We are planning to add some examples about tha basics of the Zerocaf library usage.
They will be uploaded to the examples folder.

This is a very basic usage example of the Zerocaf lib:

extern crate zerocaf;
extern crate rand;

use zerocaf::field::FieldElement;
use zerocaf::scalar::Scalar;
use zerocaf::edwards::EdwardsPoint;

use rand::{Rng, thread_rng};

fn main() -> () {

    // Let G be an `EdwardsPoint` which is a point over the Twisted Eds Extended Coordinates.
    let G: EdwardsPoint = EdwardsPoint {
        X: FieldElement([23, 0, 0, 0, 0]),
        Y: FieldElement([1664892896009688, 132583819244870, 812547420185263, 637811013879057, 13284180325998]),
        Z: FieldElement([1, 0, 0, 0, 0]),
        T: FieldElement([4351986304670635, 4020128726404030, 674192131526433, 1158854437106827, 6468984742885])
    };

    let scalar: Scalar = rand_scalar_generation();
    println!("{:?}", scalar);

    // Perform G*k, Point mul uses the `add_and_double` standard algorithm.
    let P = &G  * &scalar;
    println!("{:?}", P);
}

/// Generate a random `Scalar` defined over the sub-group field
/// modulo: `2^249 - 15145038707218910765482344729778085401`
pub fn rand_scalar_generation() -> Scalar {
    // Gen random 32-byte array.
    let mut bytes = [0u8;32];

    // Fill the bytes varible with random bytes.
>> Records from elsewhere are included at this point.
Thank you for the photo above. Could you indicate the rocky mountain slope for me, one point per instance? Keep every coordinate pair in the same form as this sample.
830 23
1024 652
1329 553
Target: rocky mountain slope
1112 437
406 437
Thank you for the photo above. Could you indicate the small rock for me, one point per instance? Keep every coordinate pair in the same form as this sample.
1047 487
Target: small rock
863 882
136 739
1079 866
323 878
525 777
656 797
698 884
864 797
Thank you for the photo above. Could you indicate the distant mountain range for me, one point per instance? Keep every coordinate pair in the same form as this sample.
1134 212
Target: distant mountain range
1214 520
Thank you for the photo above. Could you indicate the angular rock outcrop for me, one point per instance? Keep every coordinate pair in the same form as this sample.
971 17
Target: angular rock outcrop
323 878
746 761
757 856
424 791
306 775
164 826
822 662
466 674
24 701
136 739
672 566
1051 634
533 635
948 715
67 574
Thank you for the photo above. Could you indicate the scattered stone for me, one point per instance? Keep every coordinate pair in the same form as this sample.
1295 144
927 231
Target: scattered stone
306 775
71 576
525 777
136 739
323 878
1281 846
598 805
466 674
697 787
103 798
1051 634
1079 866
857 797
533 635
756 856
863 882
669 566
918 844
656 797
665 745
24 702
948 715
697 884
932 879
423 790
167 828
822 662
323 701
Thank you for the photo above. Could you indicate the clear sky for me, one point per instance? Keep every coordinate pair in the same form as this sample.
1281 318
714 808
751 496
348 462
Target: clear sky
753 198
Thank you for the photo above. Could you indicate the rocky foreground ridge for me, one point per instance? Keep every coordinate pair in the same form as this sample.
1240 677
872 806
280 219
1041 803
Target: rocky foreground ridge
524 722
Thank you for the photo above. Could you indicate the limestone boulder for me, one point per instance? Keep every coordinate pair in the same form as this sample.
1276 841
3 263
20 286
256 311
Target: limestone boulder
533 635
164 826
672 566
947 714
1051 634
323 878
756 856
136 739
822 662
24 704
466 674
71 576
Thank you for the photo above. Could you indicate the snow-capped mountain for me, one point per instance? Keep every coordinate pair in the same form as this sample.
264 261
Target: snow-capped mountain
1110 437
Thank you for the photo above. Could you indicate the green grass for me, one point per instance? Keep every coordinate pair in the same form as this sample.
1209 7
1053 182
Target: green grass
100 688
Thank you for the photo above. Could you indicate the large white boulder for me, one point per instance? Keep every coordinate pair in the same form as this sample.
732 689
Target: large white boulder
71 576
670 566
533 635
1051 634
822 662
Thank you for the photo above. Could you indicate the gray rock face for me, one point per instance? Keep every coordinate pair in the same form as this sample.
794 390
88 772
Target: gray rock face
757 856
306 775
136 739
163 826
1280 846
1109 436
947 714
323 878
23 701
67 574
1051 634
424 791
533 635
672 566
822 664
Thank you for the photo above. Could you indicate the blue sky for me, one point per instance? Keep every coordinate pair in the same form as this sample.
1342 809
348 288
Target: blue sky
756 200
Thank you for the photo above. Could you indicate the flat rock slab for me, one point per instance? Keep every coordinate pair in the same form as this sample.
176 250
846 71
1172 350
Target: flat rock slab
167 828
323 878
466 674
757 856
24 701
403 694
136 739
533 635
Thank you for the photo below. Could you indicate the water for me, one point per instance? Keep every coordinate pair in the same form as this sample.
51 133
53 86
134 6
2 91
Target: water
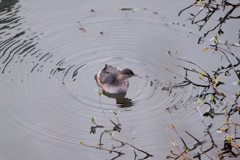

We can use the 32 bytes co give
    // total randomness but then we will need to be aware because we can generate
    // values greater than `L = 2^252 + 27742317777372353535851937790883648493` and
    // the program will panic if we don't catch the error correctly on the
    // `from_bytes()` Scalar method call.
    thread_rng().try_fill(&mut bytes[..31]).expect("Error getting the random bytes");

    Scalar::from_bytes(&bytes)
}

We will also publish some videos talking about how is the library built and the maths that are happening behind the scenes.
Videos can also include programming examples using `Zerocaf` as a dependency.
You can check them on the [Dusk Network Youtube Channel](https://www.youtube.com/channel/UCAfY3VcuaxAelPp44B253Rw).

Modules

backend

This contains the different backend implementations: u64 and further comming ones. .

constants

Contains the curve-constants needed by different algorithm implementations.

edwards

Edwards Point operations and their implementations are shown with the corresponding definitions. Encoding/decoding process implementations are shown, as is support for all kind of interactions which apply each of the processes.

field

A FieldElement represents an element of the finite field modulo 2^252 + 27742317777372353535851937790883648493.

montgomery

Implementation that provides support for Montgomery Points over the Sonnycurve.

ristretto

Implementation of the Ristretto Protocol over the Sonnycurve.

scalar

A Scalar represents an element of the finite field modulo 2^249 - 15145038707218910765482344729778085401.

traits

Module for Public Trait implementations.